Марджери, по-видимому, была рада, очень рада его видеть; она протянула ему руку ни минуты не задумываясь и без малейшей аффектации.

— Я много думал об этом браке… — начал он.

— И я тоже, — подхватила она, — и я все более и более уважаю вас, как человека умного и проницательного; вы сумели тогда лучше понять меня, чем я сама себя понимала, и теперь я совершенно уверена, что вы были правы и что нам лучше оставаться с вами в дружеских отношениях.

— А все-таки я… — попытался было возразить Вилли, но она поспешила перебить его.

— Вы, должно быть, устали, — заговорила она, — садитесь, пожалуйста, и позвольте мне принести вам стаканчик вина. День сегодня такой жаркий. А я хотела бы, чтобы вы остались довольны сегодняшним вашим визитом к нам, потому что я желаю, чтобы вы часто-часто навещали нас, раз в неделю, если у вас будет время; я всегда так рада видеть своих друзей, и отец тоже.
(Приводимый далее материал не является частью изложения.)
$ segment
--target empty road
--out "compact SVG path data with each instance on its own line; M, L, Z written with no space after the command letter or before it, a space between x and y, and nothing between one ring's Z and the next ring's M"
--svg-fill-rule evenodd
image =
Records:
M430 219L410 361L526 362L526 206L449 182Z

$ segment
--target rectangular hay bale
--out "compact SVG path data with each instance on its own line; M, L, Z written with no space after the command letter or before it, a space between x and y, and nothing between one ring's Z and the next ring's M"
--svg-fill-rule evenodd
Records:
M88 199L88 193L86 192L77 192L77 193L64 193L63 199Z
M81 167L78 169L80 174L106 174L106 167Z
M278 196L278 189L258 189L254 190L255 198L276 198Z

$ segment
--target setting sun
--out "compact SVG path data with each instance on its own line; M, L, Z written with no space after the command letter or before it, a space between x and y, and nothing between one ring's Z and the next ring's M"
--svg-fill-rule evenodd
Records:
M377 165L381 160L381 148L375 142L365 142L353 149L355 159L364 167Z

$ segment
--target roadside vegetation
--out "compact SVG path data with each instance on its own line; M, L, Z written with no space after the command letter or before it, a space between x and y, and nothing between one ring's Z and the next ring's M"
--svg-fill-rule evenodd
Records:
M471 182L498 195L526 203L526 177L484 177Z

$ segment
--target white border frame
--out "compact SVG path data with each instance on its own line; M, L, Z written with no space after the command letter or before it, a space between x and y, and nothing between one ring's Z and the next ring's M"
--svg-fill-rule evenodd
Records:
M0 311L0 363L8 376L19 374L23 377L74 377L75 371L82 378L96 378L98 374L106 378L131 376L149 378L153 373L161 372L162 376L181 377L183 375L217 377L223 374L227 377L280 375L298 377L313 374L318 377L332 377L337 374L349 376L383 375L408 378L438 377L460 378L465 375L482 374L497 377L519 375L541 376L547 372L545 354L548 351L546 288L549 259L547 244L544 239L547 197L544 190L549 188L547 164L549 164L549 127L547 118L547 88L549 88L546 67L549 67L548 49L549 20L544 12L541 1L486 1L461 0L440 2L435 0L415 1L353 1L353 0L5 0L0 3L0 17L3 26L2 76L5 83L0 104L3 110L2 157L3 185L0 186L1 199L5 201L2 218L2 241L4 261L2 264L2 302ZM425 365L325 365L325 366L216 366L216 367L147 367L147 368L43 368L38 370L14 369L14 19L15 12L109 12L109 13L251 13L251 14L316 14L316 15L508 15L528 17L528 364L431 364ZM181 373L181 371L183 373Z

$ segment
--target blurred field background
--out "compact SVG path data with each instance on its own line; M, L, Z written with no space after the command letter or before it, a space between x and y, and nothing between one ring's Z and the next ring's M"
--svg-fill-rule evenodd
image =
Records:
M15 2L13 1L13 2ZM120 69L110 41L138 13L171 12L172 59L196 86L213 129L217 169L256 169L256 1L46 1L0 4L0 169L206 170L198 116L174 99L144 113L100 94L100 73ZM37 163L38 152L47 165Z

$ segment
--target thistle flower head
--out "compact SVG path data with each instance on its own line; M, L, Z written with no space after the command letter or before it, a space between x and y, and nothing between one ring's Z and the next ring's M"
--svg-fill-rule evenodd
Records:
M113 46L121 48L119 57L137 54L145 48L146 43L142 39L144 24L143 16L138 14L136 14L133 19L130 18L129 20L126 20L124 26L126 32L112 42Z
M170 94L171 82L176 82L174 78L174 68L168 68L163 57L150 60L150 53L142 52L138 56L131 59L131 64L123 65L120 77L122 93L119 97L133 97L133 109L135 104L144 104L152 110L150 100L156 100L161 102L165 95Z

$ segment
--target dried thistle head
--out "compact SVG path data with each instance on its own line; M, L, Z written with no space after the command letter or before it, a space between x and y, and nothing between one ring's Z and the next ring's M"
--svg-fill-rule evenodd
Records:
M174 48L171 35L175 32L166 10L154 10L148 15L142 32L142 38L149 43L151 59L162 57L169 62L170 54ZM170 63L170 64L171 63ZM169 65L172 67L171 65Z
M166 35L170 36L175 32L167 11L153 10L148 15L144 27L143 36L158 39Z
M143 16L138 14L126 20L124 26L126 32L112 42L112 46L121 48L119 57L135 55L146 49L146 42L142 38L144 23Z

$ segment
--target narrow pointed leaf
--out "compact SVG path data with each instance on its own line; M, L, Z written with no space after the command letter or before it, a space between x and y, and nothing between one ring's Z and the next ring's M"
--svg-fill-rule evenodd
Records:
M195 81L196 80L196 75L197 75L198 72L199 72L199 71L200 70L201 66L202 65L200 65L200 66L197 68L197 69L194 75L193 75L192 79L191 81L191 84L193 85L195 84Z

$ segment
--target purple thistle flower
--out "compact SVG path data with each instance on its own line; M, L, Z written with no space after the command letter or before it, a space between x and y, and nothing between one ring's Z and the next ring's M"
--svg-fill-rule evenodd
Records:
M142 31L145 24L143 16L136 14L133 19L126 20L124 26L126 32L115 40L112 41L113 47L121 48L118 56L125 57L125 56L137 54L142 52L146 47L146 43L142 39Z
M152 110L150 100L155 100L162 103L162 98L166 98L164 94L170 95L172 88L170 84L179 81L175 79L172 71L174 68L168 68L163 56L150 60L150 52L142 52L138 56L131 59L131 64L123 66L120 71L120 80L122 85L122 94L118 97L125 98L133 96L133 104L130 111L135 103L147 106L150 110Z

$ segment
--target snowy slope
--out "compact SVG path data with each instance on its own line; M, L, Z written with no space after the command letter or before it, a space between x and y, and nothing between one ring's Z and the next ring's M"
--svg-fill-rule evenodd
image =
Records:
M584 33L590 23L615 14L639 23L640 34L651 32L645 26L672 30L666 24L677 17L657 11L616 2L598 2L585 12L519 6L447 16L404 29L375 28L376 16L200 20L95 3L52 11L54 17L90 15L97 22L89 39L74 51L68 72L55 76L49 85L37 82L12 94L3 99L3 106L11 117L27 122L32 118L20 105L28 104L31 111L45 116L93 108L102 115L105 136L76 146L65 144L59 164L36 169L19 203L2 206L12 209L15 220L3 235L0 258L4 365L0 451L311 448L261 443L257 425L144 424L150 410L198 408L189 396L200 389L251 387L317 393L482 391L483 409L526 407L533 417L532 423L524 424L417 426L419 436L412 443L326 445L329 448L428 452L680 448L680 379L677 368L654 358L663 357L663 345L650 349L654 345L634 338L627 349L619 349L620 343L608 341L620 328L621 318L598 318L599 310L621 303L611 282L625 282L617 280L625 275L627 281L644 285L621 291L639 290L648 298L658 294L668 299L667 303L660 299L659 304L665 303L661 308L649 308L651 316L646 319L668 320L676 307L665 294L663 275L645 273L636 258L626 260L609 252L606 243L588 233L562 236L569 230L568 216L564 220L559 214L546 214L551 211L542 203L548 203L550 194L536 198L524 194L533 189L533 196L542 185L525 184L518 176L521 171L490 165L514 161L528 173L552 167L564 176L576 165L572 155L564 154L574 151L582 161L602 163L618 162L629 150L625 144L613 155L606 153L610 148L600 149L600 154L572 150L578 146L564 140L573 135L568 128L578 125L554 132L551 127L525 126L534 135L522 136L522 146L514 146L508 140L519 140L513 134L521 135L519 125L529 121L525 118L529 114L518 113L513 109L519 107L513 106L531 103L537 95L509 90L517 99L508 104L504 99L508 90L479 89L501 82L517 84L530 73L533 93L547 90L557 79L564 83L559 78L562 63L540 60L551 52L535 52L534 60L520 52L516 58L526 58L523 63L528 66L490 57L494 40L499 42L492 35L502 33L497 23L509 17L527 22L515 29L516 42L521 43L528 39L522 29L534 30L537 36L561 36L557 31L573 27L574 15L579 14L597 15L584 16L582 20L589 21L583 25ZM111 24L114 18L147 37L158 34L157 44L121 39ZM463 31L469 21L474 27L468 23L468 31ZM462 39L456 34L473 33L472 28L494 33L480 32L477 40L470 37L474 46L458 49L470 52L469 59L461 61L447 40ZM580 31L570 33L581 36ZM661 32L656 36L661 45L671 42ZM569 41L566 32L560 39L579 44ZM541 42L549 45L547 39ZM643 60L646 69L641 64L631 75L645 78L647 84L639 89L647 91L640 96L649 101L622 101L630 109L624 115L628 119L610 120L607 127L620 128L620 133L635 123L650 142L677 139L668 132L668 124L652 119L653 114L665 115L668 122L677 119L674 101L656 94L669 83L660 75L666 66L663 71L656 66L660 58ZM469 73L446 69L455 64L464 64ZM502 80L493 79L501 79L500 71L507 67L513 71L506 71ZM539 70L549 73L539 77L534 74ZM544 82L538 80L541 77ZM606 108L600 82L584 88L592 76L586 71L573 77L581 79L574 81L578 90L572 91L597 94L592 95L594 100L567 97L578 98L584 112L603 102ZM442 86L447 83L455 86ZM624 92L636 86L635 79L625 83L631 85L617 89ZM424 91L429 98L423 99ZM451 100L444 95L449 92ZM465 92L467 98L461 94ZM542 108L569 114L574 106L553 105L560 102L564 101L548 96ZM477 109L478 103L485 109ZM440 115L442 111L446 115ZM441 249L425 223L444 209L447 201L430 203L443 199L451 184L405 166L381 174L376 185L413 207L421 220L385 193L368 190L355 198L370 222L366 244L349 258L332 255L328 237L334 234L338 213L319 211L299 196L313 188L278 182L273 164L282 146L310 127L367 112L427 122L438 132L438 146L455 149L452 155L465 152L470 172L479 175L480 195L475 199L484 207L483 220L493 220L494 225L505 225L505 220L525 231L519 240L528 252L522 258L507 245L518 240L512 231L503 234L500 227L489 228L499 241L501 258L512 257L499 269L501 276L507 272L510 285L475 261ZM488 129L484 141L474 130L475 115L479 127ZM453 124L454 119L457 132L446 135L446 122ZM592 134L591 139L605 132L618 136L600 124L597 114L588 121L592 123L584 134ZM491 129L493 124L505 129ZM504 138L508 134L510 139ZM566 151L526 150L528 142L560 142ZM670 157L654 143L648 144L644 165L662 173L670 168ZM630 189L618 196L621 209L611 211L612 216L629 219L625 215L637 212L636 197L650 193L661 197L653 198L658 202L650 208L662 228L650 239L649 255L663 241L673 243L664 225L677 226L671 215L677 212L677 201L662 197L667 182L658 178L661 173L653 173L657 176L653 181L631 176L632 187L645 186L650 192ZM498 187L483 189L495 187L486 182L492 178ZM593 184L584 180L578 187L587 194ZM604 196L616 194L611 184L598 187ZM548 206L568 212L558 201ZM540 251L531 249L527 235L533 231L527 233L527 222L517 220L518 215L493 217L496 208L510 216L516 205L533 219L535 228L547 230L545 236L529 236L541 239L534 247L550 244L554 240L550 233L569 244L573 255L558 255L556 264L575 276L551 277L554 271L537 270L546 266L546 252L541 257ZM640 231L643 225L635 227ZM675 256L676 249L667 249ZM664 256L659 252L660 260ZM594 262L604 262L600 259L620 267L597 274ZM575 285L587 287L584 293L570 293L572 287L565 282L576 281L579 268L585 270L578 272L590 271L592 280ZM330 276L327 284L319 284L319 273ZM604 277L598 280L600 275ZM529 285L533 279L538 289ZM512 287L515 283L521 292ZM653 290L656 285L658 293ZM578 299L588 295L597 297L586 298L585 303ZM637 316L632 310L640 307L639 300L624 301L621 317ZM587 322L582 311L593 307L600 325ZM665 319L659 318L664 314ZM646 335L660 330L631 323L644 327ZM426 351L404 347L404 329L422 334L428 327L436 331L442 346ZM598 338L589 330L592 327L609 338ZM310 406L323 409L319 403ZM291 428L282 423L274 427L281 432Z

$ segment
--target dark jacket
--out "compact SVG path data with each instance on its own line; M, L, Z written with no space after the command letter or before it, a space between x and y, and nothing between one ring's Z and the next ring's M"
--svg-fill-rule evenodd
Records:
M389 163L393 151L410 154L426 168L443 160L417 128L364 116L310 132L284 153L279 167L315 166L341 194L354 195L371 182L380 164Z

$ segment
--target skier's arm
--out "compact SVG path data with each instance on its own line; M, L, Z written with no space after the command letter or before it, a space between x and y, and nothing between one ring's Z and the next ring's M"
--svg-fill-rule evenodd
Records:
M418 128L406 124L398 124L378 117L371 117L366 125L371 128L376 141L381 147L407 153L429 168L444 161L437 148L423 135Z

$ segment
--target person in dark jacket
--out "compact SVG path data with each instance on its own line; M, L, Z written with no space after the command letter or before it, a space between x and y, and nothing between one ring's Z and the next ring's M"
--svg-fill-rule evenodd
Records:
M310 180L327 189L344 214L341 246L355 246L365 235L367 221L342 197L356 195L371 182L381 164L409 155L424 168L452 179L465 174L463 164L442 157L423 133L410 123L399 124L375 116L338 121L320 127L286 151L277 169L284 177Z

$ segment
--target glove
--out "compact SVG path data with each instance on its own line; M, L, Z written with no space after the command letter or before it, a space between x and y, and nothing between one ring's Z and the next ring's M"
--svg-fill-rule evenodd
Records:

«Ну и прекрасно, — мысленно решил Вилли, — как видно, я действительно был прав в конце концов». И он провел очень приятно время в гостях у дочери пастора в ее милом обществе и вернулся домой в прекраснейшем расположении духа, после чего не стал более думать о своем сватовстве и предал все это дело полному забвению.

Почти целых три года Вилли и Марджери продолжали поддерживать между собой подобные отношения, видясь раз или два в неделю и не обмениваясь никогда не единым словом о любви. И в продолжение всего этого времени Вилли был, по-видимому, так счастлив, как только может быть счастлив человек на земле. Он часто даже сам себе урезал радость частых свиданий с Марджери; нередко, дойдя до половины пути к церковному дому, он возвращался назад, как будто для того, чтобы разжечь свой аппетит. На одном из поворотов пути было такое место, откуда можно было видеть церковный шпиль и колокольню, как будто втиснутые между двумя поросшими сосновым лесом склонами гор, на фоне треугольного клочка долины. Это место Вилли особенно облюбовал для своих размышлений; здесь он садился и обдумывал и обсуждал все свои впечатления, прежде чем вернуться домой. Окрестные крестьяне до того привыкли постоянно видеть его на этом месте в сумерки, что прозвали этот изгиб дороги «Уголок Вилли с мельницы».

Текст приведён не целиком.